Nobody paid any attention. Jones made frantic gestures to indicate the most delicate of adjustments. The man in the strap–chair obeyed the instruction with an absorbed attention. Jones suddenly threw a switch. Something lighted, somewhere. There was a momentary throbbing sound which was not quite a sound.

"Take it away," said Jones in a flat voice.

The man in the strap–chair pressed hard on the controls. Cochrane glanced desperately out of one of the side ports. He saw the moonscape—the frozen lava sea with its layer of whitish–tan moondust. He saw many moon–jeeps gathered near, as if most of the population of Lunar City had been gathered to watch this event. He saw the extraordinary nearness of the moon's horizon.

But it was the most momentary of glimpses. As he opened his mouth to roar a protest, he felt the upward, curiously comforting thrust of acceleration to one full Earth–gravity.
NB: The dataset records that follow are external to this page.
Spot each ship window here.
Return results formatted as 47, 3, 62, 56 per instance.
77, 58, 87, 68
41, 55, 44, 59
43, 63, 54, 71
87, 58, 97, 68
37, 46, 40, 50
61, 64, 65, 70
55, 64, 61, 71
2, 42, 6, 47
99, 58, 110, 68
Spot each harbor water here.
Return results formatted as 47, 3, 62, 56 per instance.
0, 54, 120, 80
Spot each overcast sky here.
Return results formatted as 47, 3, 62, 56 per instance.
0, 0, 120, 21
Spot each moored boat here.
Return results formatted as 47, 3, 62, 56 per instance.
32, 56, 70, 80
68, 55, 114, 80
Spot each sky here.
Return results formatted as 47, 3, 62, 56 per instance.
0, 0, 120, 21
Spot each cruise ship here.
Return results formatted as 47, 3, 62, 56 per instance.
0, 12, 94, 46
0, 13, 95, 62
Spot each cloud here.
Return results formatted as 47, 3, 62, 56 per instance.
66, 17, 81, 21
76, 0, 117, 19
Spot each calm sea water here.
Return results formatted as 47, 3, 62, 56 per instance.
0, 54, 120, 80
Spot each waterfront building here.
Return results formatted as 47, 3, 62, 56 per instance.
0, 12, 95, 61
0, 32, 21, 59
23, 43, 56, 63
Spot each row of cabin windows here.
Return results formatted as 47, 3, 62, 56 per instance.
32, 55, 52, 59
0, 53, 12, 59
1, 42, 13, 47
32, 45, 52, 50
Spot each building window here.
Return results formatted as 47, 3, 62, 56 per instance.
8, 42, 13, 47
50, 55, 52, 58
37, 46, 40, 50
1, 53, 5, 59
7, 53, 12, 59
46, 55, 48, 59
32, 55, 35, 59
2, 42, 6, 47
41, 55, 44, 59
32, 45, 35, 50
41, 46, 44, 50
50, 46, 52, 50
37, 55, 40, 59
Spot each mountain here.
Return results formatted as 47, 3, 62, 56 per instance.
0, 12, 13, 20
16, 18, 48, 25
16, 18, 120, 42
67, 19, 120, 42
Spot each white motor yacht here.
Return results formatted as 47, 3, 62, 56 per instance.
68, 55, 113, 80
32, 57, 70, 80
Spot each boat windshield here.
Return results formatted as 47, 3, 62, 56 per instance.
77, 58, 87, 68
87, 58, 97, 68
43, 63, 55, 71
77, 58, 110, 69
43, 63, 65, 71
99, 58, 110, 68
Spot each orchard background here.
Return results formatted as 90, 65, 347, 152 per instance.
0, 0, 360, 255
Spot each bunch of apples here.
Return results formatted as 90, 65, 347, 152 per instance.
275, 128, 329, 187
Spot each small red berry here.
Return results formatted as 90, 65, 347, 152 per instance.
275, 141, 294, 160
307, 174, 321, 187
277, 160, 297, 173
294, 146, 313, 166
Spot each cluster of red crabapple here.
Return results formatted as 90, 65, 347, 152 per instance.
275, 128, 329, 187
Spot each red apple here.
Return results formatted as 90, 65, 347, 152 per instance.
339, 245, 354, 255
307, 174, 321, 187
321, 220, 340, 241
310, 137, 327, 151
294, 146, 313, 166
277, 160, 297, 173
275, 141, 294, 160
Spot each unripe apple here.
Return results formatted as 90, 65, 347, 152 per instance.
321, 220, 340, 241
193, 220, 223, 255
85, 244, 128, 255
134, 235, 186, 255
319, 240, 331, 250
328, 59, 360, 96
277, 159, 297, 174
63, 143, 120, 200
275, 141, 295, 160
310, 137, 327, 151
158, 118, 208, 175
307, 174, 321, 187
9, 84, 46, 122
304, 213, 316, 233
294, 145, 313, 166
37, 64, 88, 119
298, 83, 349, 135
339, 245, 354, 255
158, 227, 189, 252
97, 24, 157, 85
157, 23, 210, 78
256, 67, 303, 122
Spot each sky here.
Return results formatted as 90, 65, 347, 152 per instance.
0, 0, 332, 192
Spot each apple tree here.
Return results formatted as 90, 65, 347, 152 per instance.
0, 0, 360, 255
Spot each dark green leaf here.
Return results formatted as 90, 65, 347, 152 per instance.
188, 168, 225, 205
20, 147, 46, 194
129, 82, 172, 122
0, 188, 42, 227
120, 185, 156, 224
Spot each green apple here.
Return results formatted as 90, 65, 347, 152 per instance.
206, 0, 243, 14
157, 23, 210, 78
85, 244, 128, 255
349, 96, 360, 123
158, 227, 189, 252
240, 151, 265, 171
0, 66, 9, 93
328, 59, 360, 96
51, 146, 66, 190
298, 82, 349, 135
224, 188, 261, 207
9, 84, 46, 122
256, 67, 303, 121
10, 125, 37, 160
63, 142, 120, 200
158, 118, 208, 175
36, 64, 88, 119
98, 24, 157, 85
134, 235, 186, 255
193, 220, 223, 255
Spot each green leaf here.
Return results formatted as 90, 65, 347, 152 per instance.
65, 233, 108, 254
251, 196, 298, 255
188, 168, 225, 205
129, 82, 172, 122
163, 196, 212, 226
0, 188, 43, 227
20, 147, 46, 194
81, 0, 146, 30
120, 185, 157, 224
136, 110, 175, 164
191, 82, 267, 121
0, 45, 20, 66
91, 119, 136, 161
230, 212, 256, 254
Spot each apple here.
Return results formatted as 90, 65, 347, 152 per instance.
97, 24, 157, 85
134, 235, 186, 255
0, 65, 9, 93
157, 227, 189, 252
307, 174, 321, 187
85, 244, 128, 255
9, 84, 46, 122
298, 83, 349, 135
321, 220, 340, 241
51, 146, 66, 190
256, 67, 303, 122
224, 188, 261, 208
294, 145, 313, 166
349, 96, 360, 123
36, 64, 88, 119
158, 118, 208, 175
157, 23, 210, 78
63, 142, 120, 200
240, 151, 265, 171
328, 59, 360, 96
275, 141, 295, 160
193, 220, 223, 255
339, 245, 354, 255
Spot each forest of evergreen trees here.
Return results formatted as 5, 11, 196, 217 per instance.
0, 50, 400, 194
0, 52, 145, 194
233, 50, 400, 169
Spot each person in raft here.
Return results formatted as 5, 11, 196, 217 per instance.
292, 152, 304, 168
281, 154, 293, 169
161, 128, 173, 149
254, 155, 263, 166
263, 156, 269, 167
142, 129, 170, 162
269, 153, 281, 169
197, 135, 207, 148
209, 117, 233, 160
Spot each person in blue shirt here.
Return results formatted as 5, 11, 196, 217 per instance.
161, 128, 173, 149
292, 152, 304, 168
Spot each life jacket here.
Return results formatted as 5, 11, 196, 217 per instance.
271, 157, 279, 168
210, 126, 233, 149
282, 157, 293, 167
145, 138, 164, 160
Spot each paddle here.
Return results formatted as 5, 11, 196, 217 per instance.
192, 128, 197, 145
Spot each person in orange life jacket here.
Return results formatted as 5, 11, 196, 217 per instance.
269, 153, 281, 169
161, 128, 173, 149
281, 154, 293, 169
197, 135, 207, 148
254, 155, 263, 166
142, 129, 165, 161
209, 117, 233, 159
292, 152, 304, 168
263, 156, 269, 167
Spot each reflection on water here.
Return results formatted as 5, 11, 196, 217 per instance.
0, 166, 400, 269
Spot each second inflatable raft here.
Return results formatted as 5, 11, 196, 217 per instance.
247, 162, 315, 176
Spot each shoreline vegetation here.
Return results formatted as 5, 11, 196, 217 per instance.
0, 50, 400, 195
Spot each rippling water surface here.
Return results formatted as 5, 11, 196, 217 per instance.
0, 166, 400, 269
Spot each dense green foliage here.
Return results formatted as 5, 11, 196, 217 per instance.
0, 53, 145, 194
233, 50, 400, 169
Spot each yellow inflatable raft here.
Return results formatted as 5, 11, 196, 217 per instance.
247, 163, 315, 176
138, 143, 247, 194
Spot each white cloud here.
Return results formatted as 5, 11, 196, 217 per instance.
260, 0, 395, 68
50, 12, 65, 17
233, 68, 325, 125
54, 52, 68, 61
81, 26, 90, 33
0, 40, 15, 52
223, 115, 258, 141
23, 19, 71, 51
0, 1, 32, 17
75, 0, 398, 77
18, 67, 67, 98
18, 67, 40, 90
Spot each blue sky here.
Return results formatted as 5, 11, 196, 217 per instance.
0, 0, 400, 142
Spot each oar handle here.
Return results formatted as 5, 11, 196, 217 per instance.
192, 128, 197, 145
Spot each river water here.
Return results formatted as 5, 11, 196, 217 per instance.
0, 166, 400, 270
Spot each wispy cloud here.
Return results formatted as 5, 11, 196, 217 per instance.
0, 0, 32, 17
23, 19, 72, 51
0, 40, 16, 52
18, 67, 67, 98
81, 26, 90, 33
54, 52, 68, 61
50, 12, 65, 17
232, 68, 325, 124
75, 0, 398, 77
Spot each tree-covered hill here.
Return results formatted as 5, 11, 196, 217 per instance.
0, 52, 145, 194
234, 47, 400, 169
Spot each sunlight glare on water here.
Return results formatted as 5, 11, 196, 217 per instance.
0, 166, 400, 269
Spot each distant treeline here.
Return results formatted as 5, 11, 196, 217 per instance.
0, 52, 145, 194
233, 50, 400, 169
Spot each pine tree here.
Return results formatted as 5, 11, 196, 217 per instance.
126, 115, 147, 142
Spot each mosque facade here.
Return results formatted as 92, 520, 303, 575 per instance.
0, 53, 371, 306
The moonscape was snatched away from beneath the ship. It did not descend. The ship did not seem to rise. The moon itself diminished and vanished like a pricked bubble. The speed of its disappearance was not—it specifically was not—attributable to one earth–gravity of lift applied on a one–sixth–gravity moon.

The loudspeaker hiccoughed and was silent. Cochrane uttered the roar he had started before the added acceleration began. But it was useless. Out the side–port, he saw the stars. They were not still and changeless and winking, as they appeared from the moon. These stars seemed to stir uneasily, to shift ever so slightly among themselves, like flecks of bright color drifting on a breeze.